ByBarry Frankfurt, Barry Frankfurt

Opinion

Charity tax cap is the right idea

April 19, 2012 15:42
2 min read

Gift Aid is one of the easiest and most lucrative ways for many charities to supplement their voluntary income. As the blurb on charity websites typically says: "Just tick this box and your donation could be worth 25 per cent more at no extra cost to yourself."

Except, this is not strictly true. Gift Aid, like any form of tax relief, is a redistribution of income tax. Instead of the government deciding how to spend your earnings, individuals get to prioritise their favourite causes at the expense of the national purse. Put simply, if you choose to support donkeys (as so many do each year) it could be less money for schools and hospitals.

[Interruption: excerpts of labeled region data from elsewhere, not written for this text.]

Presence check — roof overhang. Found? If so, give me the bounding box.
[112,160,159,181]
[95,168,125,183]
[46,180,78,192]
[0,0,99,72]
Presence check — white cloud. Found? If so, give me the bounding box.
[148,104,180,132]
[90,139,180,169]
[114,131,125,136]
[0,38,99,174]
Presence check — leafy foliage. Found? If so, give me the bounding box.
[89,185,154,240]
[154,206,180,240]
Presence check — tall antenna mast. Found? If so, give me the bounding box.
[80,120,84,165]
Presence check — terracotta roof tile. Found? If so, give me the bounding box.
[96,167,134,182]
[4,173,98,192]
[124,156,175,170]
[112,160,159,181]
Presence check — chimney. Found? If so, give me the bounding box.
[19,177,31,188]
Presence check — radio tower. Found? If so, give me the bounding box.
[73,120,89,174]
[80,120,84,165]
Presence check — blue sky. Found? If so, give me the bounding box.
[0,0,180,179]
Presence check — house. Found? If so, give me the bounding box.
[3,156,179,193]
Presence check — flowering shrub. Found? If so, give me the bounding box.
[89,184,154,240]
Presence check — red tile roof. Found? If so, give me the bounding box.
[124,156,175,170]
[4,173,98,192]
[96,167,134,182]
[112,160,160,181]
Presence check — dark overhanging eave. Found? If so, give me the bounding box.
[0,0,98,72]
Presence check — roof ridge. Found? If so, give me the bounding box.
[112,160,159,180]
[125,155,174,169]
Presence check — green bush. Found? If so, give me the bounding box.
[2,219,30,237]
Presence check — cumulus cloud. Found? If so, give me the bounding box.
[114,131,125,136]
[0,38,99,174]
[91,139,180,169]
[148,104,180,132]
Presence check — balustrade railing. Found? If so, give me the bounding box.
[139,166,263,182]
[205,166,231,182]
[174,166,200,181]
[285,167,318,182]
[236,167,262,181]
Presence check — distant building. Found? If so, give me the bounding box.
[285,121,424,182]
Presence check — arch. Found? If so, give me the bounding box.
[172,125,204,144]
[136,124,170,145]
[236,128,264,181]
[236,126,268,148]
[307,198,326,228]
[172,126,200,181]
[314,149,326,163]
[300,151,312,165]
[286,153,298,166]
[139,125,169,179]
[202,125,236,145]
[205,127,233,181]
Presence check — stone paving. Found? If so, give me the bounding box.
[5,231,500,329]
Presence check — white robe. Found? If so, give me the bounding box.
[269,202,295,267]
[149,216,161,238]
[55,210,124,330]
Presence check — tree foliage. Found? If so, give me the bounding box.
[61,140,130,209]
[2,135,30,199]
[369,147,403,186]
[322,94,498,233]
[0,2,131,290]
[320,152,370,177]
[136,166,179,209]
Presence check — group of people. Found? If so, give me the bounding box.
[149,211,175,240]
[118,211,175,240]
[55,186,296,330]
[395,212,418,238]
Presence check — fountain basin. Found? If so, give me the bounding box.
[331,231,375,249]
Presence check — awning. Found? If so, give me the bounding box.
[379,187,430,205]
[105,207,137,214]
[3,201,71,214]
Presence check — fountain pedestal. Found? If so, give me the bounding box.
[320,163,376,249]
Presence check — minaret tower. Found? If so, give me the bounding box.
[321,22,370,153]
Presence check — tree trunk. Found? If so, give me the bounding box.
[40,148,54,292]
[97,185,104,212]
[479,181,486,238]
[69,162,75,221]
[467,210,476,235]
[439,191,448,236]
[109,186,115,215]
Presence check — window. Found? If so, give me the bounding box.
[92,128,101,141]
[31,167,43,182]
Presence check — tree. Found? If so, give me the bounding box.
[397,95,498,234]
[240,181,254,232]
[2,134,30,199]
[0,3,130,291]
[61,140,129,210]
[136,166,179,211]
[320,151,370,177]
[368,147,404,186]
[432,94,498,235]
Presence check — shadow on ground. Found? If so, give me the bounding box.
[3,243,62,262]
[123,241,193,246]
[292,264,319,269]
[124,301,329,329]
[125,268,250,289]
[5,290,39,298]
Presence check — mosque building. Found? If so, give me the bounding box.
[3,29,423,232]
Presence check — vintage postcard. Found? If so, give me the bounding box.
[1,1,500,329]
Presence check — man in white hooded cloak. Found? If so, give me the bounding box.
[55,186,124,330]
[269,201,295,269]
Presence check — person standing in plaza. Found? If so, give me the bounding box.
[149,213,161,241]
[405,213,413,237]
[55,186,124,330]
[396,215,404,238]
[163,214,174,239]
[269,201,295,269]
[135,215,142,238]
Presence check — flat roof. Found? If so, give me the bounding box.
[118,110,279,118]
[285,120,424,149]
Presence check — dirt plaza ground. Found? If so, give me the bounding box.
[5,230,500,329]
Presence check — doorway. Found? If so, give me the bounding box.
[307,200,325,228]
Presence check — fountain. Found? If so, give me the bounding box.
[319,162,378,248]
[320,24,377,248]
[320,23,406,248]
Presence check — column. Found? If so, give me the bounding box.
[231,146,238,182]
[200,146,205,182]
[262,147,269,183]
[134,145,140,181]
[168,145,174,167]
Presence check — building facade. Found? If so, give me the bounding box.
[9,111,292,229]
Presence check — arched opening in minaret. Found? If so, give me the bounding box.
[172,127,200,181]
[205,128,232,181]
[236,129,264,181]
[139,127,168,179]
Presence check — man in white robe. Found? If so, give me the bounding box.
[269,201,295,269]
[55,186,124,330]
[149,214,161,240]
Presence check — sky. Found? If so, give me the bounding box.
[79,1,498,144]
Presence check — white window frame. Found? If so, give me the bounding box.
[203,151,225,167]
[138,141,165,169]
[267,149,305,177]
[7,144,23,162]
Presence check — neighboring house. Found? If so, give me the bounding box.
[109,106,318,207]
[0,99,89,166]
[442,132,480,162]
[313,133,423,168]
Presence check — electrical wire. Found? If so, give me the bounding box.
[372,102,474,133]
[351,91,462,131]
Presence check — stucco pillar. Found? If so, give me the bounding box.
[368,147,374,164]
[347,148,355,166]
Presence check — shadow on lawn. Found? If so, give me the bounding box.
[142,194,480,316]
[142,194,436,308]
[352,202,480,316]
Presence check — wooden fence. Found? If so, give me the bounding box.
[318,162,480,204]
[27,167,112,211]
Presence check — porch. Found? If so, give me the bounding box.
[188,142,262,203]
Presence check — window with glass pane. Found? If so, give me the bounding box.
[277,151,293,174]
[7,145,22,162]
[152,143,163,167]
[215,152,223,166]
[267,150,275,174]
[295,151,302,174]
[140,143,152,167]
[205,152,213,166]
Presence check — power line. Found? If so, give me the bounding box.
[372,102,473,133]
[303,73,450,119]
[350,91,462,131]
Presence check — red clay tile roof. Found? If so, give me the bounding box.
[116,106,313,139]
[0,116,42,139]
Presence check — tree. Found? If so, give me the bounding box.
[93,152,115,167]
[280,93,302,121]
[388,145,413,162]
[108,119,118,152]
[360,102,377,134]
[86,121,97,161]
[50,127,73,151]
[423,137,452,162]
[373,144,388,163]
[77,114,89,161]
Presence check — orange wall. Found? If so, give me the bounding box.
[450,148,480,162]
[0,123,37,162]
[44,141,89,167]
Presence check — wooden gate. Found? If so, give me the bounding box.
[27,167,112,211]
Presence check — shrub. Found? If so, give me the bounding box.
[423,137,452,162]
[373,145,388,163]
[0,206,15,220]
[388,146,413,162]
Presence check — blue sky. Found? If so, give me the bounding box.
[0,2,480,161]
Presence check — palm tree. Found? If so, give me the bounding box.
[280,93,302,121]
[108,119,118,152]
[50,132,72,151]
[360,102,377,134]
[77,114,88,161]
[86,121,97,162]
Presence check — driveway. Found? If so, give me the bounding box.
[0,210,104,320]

In the past 12 months, a staggering £3.63 billion of tax relief has gone to charities and their donors. With figures so high, it is not hard to see why George Osborne decided that limits needed to be introduced. In raising the issue in last month's budget, the Chancellor was condemned for driving the final nail in the coffin of the Big Society.

The charity sector has turned on the government; ministers have distanced themselves from the policy and, earlier this week, a full, formal enquiry into the proposals was announced. It is likely that the measures will be drastically revised and while many organisations will hope they are abolished altogether, some voices are emerging that are urging for them to stay. Taking his legislative sledgehammer to crack the nut that is tax avoidance, Osborne has inadvertently started a debate that is long overdue.